Balikpapan, Natmed.id – Proses eksekusi lahan yang melibatkan Ocean Resto menuai sorotan. David, pegawai Ocean Resto menilai langkah hukum yang ditempuh oleh pihak pemohon dan aparat pengadilan belum sepenuhnya mengikuti prosedur yang seharusnya.
Hal ini merujuk pada Surat Penetapan yang dikeluarkan pada 12 Maret 2025 lalu, yang kemudian langsung dilanjutkan dengan tahapan konstatering atau pengukuran batas lahan.

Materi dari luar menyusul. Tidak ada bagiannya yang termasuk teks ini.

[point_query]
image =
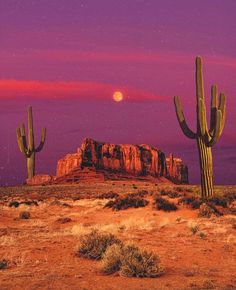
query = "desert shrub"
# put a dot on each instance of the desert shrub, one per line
(140, 263)
(163, 204)
(14, 203)
(230, 196)
(30, 202)
(194, 229)
(59, 203)
(169, 193)
(179, 189)
(221, 201)
(193, 202)
(130, 261)
(141, 193)
(207, 210)
(25, 215)
(126, 202)
(4, 264)
(111, 261)
(202, 235)
(64, 220)
(108, 195)
(94, 244)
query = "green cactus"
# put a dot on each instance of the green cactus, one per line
(30, 150)
(205, 138)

Namun dalam pelaksanaannya, konstatering justru memunculkan polemik. Saat pengukuran dilakukan, panitera dari pihak pengadilan dan perwakilan pengelola ruko mengalami perselisihan mengenai titik awal batas lahan.

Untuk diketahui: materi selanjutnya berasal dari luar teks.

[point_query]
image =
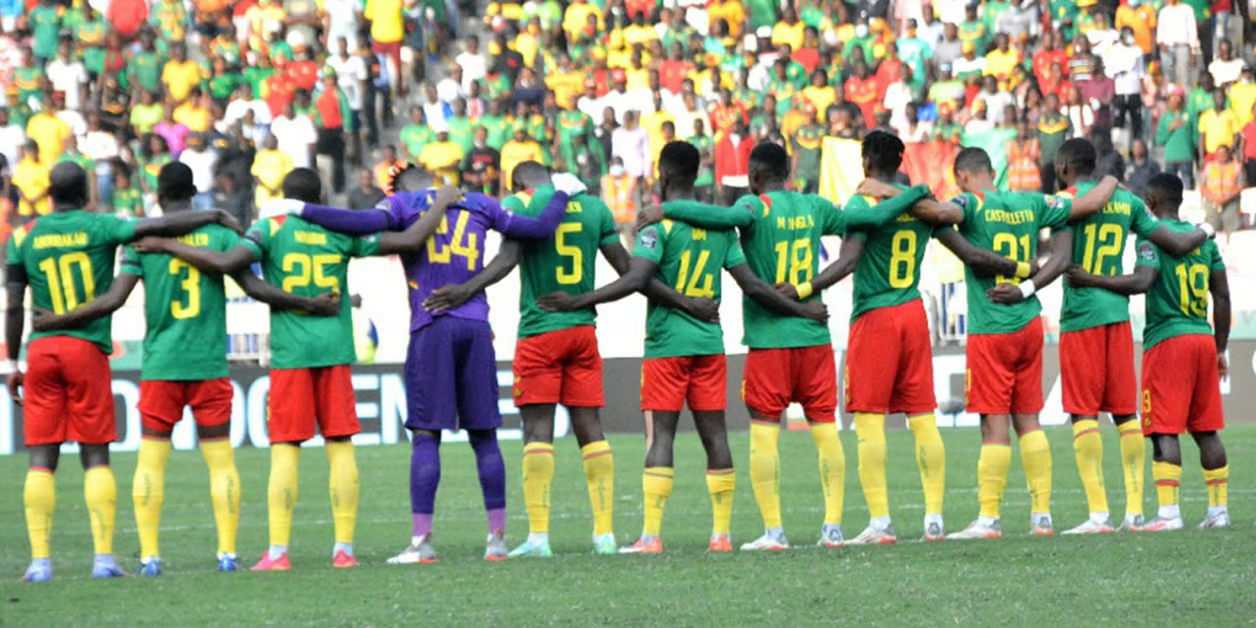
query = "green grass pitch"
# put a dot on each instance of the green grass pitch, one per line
(1174, 578)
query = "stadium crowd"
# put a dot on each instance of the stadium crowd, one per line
(245, 92)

Meskipun ukuran lahan yang disengketakan tetap sama, yakni 27 x 37 meter, kedua belah pihak tidak dapat mencapai kesepakatan terkait titik koordinat awal.
“Harusnya setelah konstatering, ada proses aanmaning atau teguran resmi dari pengadilan sebelum masuk ke tahapan eksekusi riil. Tapi berdasarkan keterangan dari owner, sampai sekarang tidak pernah ada surat aanmaning yang diterima,” jelas David, Admin Ocean Resto, di Ocean Resto, Ruko Bandar Balikpapan, Selasa 15 April 2025.
Ia menegaskan bahwa proses eksekusi semestinya dilakukan secara terbuka dan transparan, dengan titik lahan yang disengketakan harus disepakati bersama terlebih dahulu oleh pemohon, termohon, dan pihak pengadilan.
Ketidakjelasan batas lahan, menurutnya, justru membuka celah konflik dan berpotensi merugikan pihak yang tidak bersalah.
“Sampai hari ini, pihak-pihak terkait masih berdebat di belakang soal titik lahan. Yang satu menunjuk di titik sini, yang lain bilang bukan di situ. Ini membuktikan belum ada kejelasan yang utuh,” lanjutnya.
Pihak Ocean Resto juga mempertanyakan absennya Badan Pertanahan Nasional (BPN) Kota Balikpapan dalam proses pengukuran, yang seharusnya menjadi pihak berwenang dalam menentukan batas legal atas lahan.
“Ketidakhadiran BPN tentu menimbulkan tanda tanya besar. Dugaan kami, SHGB lahan yang diklaim itu mungkin sudah tidak aktif atau sudah kedaluwarsa. Jadi wajar kalau kemudian jadi pertanyaan, kenapa harus dipaksakan ada pengukuran dan langsung eksekusi?,” ucapnya.
Ia juga menyoroti tindakan eksekusi yang terkesan terburu-buru, padahal gugatan bantahan dari pihak Ocean Resto masih berlangsung.
“Setahu saya, masih ada empat bantahan yang belum tuntas, tapi kenapa proses eksekusi sudah berjalan? Ini yang menurut kami janggal,” ujarnya.
Di tengah proses hukum yang masih berlangsung, David menegaskan bahwa pemilik Ocean Resto bersama kuasa hukumnya akan terus menempuh upaya hukum demi mempertahankan hak atas lahan tersebut.
Adapun soal kemungkinan menempuh jalur pidana, pihaknya menyerahkan sepenuhnya kepada kuasa hukum yang dianggap lebih memahami langkah hukum lanjutan.
“Kalau memang ada indikasi pelanggaran pidana, kami percaya kuasa hukum akan mengambil langkah yang tepat. Kami serahkan sepenuhnya ke mereka,” ucapnya.
Di sisi lain, dampak sosial dari peristiwa ini juga menjadi perhatian utama. David menyampaikan bahwa nasib puluhan karyawan kini sedang menjadi fokus perhatian pemilik Ocean Resto.
“Saya mendengar langsung dari owner dan kuasa hukumnya bahwa mereka sangat memprioritaskan hak-hak karyawan. Bahkan kalau hanya bisa menjual satu menu dengan es teh, beliau tetap akan buka yang penting ada pemasukan untuk karyawan,” ucapnya.
Saat ini, Ocean Resto memiliki sekitar 80 karyawan aktif. Namun jika dihitung dengan anggota keluarga yang mereka tanggung, jumlah yang terdampak bisa mencapai ratusan orang.
Situasi ini dinilai sangat memprihatinkan, dan menjadi bukti bahwa persoalan ini bukan hanya soal hukum, tapi juga kemanusiaan.
“Yang ditanggung bukan cuma karyawan, tapi juga anak-anak dan keluarga mereka. Jadi kami berharap, semua pihak bisa melihat ini secara lebih utuh, bukan hanya dari aspek sengketa lahannya saja,” tutupnya.